1010 is "Wind and cold roar" with words and music by Homero R. Perera (†2019), translated from Spanish by Madeleine Forell Marshall (b. 1946), with lyrics in both Spanish and English and no accompaniment; you see where I'm going with this. It apparently hails from the Social Gospel tradition, confessing our sin of some people having and others having not and the inequalities of the world that are, on the face of things, unfair. By stanza 3 we're actually taking responsibility for "violence and hatred ... terror, slaughter, war" and resolving to give bread to the hungry. And the refrain actually, flatly asserts that by getting what we have, we "cost our neighbors loss," which is tantamount to saying that everything you earn is stolen from somebody else. Property being theft, you know. I can't be 100 percent sure but I broadly suspect that this hymn puts into believers' mouths the confession of a sin that isn't necessarily theirs, unless we're talking about the "no matter how much you do, it's never enough" angle of repentance. But if that was the case, shouldn't there be gospel in this hymn, too? 4 tacks, including three for the reasons noted above and one for just being a Communist manifesto disguised as a Christian hymn.
1011 is "Holy God", a setting of the Trisagion ("... holy and mighty, holy and immortal, have mercy on us") set to the tune CHICAGO TRISAGION by Daniel Schwandt (b. 1977). Man, that tune title sure is dissonant. Like TORONTO OFFERTORIUM or BRONX REQUIEM (I could go on all day like this), the tonal mismatch could be downright comical. I know, it's just me. I'm always finding reasons to snicker at hymn tune titles, like thinking about Wayne's World when I see SCHWING DICH AUF, and it reveals more about me than the piece in question. This is a very brief piece and probably belongs more in the liturgy section than among the hymns (cough) I mean "assembly song." 1 tack.

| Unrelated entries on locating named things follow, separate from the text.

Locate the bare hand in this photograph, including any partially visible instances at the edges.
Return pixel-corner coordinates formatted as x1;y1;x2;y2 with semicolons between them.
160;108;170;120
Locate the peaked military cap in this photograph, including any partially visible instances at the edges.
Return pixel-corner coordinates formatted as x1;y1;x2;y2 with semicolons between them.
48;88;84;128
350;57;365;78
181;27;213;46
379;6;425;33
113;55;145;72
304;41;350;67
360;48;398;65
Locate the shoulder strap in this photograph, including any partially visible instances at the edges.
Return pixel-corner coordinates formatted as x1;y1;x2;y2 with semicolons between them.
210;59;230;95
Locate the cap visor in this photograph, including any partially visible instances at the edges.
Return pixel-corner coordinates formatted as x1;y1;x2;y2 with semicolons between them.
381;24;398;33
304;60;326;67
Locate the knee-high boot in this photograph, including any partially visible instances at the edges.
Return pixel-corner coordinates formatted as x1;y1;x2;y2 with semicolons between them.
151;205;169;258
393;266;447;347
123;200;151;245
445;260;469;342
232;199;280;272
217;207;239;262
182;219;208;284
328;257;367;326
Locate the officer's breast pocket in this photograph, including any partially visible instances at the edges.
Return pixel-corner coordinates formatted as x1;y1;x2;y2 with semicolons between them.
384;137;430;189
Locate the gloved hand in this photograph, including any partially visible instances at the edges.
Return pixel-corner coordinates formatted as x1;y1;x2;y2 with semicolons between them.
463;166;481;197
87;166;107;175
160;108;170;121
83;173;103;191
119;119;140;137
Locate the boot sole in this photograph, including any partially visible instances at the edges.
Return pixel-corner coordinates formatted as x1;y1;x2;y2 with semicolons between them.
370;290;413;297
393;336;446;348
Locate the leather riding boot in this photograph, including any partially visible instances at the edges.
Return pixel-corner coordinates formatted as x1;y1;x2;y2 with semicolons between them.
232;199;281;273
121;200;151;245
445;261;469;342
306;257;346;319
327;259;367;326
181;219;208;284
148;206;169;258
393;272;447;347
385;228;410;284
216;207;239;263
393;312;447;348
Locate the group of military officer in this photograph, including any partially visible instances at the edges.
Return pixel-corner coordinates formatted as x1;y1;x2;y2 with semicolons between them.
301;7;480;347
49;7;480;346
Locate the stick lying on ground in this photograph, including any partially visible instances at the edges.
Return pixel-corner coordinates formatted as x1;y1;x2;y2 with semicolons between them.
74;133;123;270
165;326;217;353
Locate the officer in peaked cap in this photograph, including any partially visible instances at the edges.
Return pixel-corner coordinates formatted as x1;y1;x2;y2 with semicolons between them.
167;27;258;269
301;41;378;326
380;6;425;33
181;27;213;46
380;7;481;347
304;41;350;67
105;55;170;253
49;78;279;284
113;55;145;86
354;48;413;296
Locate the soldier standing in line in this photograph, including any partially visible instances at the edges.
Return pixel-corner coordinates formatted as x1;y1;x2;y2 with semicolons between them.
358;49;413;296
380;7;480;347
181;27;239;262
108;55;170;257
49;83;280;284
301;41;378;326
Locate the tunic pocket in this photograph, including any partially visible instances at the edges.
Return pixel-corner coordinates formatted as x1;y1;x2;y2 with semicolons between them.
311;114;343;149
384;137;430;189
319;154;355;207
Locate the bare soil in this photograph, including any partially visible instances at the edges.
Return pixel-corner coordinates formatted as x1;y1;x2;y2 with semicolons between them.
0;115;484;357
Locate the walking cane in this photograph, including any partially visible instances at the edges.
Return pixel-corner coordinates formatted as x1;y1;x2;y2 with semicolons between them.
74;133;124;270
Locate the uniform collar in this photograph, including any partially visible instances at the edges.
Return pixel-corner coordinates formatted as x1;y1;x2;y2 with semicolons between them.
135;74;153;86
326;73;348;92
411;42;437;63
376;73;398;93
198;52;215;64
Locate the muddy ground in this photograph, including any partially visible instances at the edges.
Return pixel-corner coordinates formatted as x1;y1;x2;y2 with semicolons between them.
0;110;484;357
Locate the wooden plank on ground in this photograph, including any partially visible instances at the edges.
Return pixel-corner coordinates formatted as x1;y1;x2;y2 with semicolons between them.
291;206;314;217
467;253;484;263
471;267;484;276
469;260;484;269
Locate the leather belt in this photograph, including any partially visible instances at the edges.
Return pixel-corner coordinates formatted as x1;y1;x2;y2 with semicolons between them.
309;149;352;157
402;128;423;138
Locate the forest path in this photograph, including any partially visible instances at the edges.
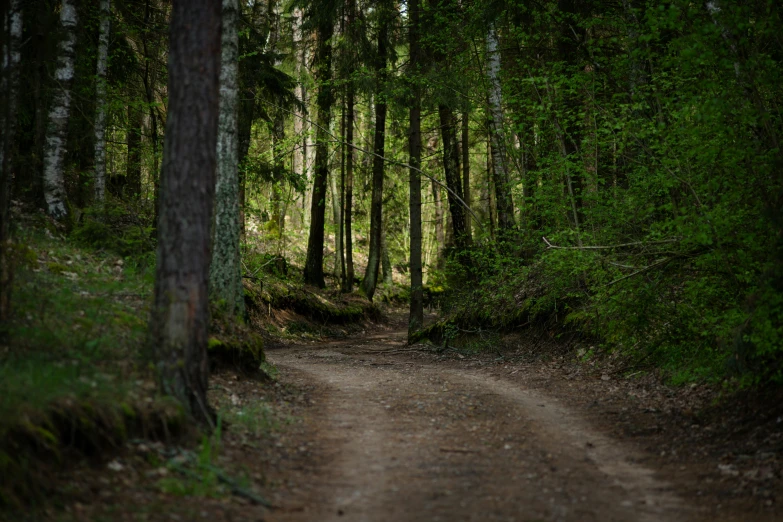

1012 is "To you all hearts are open" by John Tirro (b. 1966), based on a collect in the Book of Common Prayer and set to Tirro's own tune, accompaniment omitted. Like a collect, it says in the credit line, but it doesn't actually ask God for anything; it just concludes, "We come to you." It's bracketed with repeat signs, making "We come to you all hearts are open" a sentence that starts heading in one direction and flips another way around, except on what the score text describes as "last time" – and that, I shudder to note, means this little four-phrase ditty will be repeated indefinitely until somebody decides we've suffered enough and puts a stop to it. Also, the all-but-unreadably tiny footnote does talk about switching the term of address in the third line during the repeats, suggesting a few alternatives but also, significantly, leaving that avenue of variation open to an indefinite number of repeats. That's potentially a lot of time to spend repeating the part of an 11th century prayer that doesn't actually ask for anything. My idea of hell, during the hour(s) of worship. 4 tacks.
I could go further, but I don't want to. With an additional 29 tacks, we're accumulated 211 tacks in 112 hymns – a numerical palindrome! And a cumulative tackiness rate of 188 percent! Next on deck is the "Healing, wholeness" section, and we're going to need healing after some of the stuff I see coming up. Now, I'm off to wash my eyes!